Australian civil servant

Harold Maclean (14 May 1828 – 6 November 1889) was an Australian civil servant.

==Early life==
Harold Maclean was born on 14 May 1828; his father was a captain.

==Career==
Described as a "modest, humane and hard-working individual", Maclean was selected to serve as Inspector of Prisons for New South Wales. As sheriff of New South Wales, Maclean is credited with abolishing the treadmill punishment once meted out at jails in the region. Despite being heavily lauded for his capabilities, Maclean worked on a low salary.

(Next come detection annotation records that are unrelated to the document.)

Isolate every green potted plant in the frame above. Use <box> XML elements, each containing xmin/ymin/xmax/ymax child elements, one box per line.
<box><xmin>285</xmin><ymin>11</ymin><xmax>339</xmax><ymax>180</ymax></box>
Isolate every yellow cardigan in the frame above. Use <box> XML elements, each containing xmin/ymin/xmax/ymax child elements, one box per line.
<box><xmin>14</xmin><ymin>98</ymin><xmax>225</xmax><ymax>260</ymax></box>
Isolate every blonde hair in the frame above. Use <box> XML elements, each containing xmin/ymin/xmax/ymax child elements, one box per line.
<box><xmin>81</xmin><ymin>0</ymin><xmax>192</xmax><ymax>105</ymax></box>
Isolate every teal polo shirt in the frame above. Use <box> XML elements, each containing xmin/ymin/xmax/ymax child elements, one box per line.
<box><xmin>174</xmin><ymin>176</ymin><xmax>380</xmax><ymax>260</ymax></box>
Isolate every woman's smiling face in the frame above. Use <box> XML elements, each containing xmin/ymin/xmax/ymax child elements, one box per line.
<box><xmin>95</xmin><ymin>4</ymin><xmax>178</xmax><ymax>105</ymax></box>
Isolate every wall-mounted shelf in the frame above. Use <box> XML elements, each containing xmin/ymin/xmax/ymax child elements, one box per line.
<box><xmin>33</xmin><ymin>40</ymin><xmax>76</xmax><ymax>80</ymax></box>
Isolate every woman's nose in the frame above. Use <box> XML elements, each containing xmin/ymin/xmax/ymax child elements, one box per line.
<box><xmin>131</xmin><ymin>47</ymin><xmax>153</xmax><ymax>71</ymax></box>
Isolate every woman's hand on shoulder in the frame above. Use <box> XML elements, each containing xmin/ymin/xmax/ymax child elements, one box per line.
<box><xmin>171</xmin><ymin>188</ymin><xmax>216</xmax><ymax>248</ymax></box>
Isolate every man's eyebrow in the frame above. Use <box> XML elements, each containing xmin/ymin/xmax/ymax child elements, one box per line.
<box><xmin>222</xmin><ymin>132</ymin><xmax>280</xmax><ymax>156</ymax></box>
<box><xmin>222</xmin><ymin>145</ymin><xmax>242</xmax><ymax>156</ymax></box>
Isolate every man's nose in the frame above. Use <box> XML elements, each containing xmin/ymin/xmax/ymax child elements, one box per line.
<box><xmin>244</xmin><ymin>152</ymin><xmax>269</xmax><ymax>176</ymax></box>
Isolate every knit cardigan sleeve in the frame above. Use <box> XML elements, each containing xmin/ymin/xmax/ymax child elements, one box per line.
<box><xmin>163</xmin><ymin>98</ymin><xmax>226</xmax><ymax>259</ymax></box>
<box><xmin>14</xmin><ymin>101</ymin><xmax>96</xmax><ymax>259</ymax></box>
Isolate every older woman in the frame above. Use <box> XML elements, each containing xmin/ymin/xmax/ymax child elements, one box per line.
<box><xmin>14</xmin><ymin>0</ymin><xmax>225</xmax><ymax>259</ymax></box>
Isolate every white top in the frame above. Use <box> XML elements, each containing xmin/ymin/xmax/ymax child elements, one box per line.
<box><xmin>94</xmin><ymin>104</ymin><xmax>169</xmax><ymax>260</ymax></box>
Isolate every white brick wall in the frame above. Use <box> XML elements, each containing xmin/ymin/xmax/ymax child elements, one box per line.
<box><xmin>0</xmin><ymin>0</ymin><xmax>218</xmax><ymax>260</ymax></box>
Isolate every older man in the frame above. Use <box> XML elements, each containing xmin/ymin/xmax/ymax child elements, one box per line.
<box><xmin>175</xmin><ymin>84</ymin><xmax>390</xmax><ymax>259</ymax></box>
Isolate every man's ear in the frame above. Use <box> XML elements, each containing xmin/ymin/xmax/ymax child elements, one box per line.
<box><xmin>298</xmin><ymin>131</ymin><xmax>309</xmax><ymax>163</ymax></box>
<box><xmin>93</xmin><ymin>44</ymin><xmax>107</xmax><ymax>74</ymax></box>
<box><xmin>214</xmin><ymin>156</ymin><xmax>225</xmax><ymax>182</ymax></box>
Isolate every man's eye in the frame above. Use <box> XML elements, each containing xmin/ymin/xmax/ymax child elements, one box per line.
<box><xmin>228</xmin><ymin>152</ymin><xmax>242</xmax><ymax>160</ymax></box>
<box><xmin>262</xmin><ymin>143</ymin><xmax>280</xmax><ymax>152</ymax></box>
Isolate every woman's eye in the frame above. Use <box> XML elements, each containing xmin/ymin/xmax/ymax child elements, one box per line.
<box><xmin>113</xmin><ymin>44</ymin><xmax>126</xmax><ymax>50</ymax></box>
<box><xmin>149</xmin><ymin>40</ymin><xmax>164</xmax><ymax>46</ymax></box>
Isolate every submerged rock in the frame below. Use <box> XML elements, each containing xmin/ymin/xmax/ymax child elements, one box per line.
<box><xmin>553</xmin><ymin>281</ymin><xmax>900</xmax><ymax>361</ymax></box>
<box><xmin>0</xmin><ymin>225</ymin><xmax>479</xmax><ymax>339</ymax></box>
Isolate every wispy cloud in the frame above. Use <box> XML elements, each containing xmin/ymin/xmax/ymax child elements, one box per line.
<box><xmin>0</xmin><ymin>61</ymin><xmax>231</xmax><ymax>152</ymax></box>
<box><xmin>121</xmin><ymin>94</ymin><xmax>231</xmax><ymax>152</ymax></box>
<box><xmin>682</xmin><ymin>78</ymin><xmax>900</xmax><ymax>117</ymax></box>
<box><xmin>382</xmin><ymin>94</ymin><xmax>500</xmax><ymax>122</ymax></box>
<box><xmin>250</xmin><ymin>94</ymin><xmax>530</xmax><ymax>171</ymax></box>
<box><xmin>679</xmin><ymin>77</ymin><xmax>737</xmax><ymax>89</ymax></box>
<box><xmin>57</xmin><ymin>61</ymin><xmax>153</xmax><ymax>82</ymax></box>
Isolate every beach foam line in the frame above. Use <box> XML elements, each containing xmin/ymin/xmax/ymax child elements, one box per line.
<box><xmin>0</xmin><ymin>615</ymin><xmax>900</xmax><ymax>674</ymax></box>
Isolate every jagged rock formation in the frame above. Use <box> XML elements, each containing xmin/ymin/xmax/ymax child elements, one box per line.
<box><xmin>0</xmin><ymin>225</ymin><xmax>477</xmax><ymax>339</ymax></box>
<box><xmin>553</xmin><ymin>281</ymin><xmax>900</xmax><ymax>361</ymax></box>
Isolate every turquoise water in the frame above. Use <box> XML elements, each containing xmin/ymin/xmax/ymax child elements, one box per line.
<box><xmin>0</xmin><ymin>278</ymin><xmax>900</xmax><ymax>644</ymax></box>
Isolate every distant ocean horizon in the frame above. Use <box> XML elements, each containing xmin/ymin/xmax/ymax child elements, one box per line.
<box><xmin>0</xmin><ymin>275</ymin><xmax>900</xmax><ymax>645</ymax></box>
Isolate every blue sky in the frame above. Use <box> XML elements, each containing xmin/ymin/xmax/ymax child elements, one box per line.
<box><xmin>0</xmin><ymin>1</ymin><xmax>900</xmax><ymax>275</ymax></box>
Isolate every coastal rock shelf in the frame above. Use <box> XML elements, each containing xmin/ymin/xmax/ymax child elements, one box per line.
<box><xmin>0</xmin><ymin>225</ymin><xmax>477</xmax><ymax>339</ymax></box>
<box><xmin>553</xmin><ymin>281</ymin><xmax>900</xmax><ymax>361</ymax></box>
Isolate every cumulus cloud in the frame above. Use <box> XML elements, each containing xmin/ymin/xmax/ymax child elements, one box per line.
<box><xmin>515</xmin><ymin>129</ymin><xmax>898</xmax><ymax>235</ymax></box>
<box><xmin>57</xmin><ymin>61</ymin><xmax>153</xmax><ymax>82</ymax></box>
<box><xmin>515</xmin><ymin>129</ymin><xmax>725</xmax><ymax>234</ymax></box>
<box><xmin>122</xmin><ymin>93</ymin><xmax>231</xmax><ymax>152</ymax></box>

Maclean supervised the design and construction of Trial Bay Gaol. He advocated a number of principles of prison reform including the provision of substantial masonry accommodation rather than cheaply constructed barracks, the isolation of prisoners from each other (and hence bad influence and ideas) by the provision of a cell per prisoner. He was also a believer in the modern British penal model where long term prisoners reaching the last years of their sentence, were employed in the construction of public works projects. Here they could learn skills useful for future employment and enjoy new privileges and freedoms as they approached the time of their release from prison.

==Death==
Maclean died in 1889 at his Potts Point house. The cause of his death was typhoid. His funeral was held at Waverley Cemetery on 9 November 1889 and he was buried there. After his death, his office as Controller General of Prisons was closed.